In 2014, California reclassified most drug crimes from felonies to misdemeanors. In the past few years, California eliminated increased punishment for those repeatedly convicted of trafficking dangerous drugs. During this time California’s legislature has expanded the statutory provisions covering drug crimes to prevent a conviction for the first three drug-related arrests and incarceration for the first six drug-related arrests.
With these changes in criminal law, Sacramento has provided additional funding to probation departments, who are tasked with supporting rehabilitation.
While I do not believe in “warehousing” addicts, releasing such a person from custody over and over again without attempting to break the cycle of use and put in place some form of rehabilitative program is an approach destined to fail. To combat this drug and its horrific consequences we need our laws to not only support the thoughtful use of incarceration (to break the cycle of use) and the opportunity for rehabilitation but also provide an incentive for the individual to make the sober choice of rehabilitation.
What we can do
In Plumas County, we fight issues such as this with action. To fight the growing scourge of methamphetamine, Plumas County must attack both supply and demand.
On the supply side, despite the debilitating changes to the laws governing the prosecution of methamphetamine traffickers, we have, and must continue to, aggressively prosecute methamphetamine sellers. There must continue to be an understanding when a person is caught trafficking methamphetamine, they will be appropriately and aggressively charged and we will seek a resolution consistent with the severe damage the drug does to our community.
While our local law enforcement has done an excellent job investigating the trafficking of methamphetamine, we recognize we can always do better. To this end, our Sheriff’s Office, DA’s Office and local CHP Offices are coordinating to better share information and resources in combating the proliferation of methamphetamine in our community. This coordinated and continuing attack on the supply of methamphetamine, however, is only part of the solution.

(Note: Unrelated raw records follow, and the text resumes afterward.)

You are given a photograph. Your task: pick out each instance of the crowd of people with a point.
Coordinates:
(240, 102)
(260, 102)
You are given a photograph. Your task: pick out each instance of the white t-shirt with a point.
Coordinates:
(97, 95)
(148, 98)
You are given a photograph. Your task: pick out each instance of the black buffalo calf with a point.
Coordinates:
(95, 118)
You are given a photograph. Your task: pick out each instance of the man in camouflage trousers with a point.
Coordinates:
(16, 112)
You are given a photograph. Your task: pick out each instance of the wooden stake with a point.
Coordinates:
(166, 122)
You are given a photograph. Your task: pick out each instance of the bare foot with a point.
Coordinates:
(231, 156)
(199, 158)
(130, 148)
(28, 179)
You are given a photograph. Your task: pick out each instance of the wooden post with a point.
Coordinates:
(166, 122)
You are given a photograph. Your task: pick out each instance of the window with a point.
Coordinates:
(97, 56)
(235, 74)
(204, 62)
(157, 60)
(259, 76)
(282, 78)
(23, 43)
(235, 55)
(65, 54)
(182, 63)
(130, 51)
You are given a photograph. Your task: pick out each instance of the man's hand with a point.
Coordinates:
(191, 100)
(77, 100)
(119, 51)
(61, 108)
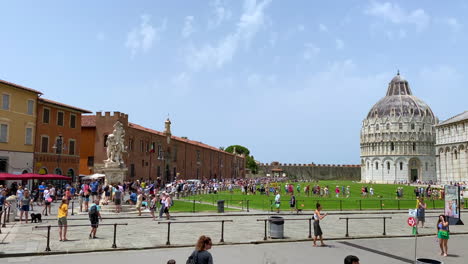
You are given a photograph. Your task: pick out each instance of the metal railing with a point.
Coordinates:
(168, 242)
(287, 219)
(114, 244)
(361, 218)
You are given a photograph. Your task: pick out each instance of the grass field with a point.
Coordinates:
(384, 198)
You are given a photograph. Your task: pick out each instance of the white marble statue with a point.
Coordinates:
(115, 145)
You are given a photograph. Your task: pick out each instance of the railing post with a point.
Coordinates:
(347, 233)
(168, 242)
(48, 239)
(222, 231)
(384, 233)
(114, 245)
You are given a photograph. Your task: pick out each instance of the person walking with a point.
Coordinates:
(443, 235)
(24, 206)
(421, 211)
(94, 217)
(317, 229)
(62, 219)
(201, 255)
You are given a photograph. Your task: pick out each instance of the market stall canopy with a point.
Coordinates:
(94, 176)
(33, 176)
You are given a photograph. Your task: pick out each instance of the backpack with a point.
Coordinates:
(193, 259)
(93, 210)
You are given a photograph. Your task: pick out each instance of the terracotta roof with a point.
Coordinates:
(192, 142)
(65, 105)
(19, 86)
(88, 121)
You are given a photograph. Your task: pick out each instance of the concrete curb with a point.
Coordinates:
(33, 254)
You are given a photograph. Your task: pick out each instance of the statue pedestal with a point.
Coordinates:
(114, 175)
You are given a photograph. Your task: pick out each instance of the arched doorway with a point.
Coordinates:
(414, 169)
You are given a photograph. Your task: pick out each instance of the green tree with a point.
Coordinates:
(249, 160)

All of our efforts to attack the supply-side of the equation are meaningless if we are unable to curb the demand for methamphetamine. We must also embrace the rehabilitation of low-level drug offenders on probation with the same fervor with which we pursue violations.
In the last three years, we have seen a steady increase of those supervised by Probation being arrested. In 2017, 621 arrestees were assessed in the pretrial release program with 63 (10 percent) being on supervised probation.
In 2018, the number assessed increased to 688 with 121 (17.6 percent) being supervised.
This past year, in 2019, the number of arrestees grew to 775 with 157 (20 percent) being on supervised probation.
In Plumas County, recent years have brought a number of successful approaches. The return of our Drug Court (now Community Justice Court) implementing the programming from Alternative Sentencing’s Prop 47 Grant/Program have demonstrated outstanding results, albeit on a small scale.
The use of the Pretrial Release Program to identify arrestees with addiction issues and immediately make appropriate referrals to local resources equally has been successful and holds promise moving forward. Successful programs such as these must be increased in scale. To do so will require a thoughtful prioritization of our local resources. Concerted efforts by local law enforcement, the Alternative Sentencing Program, local partners such as Re-Think Industries, the new leadership of our Behavioral Health Department and the collaborative efforts of our Superior Court, defense bar and DA’s office all have promise but are not enough.
Again, we need all hands on deck. We need the full support of each involved department, of our local government and, most of all, the continued support from our community if we are to make sure the current spike in methamphetamine-related crime is an aberration rather than the new normal.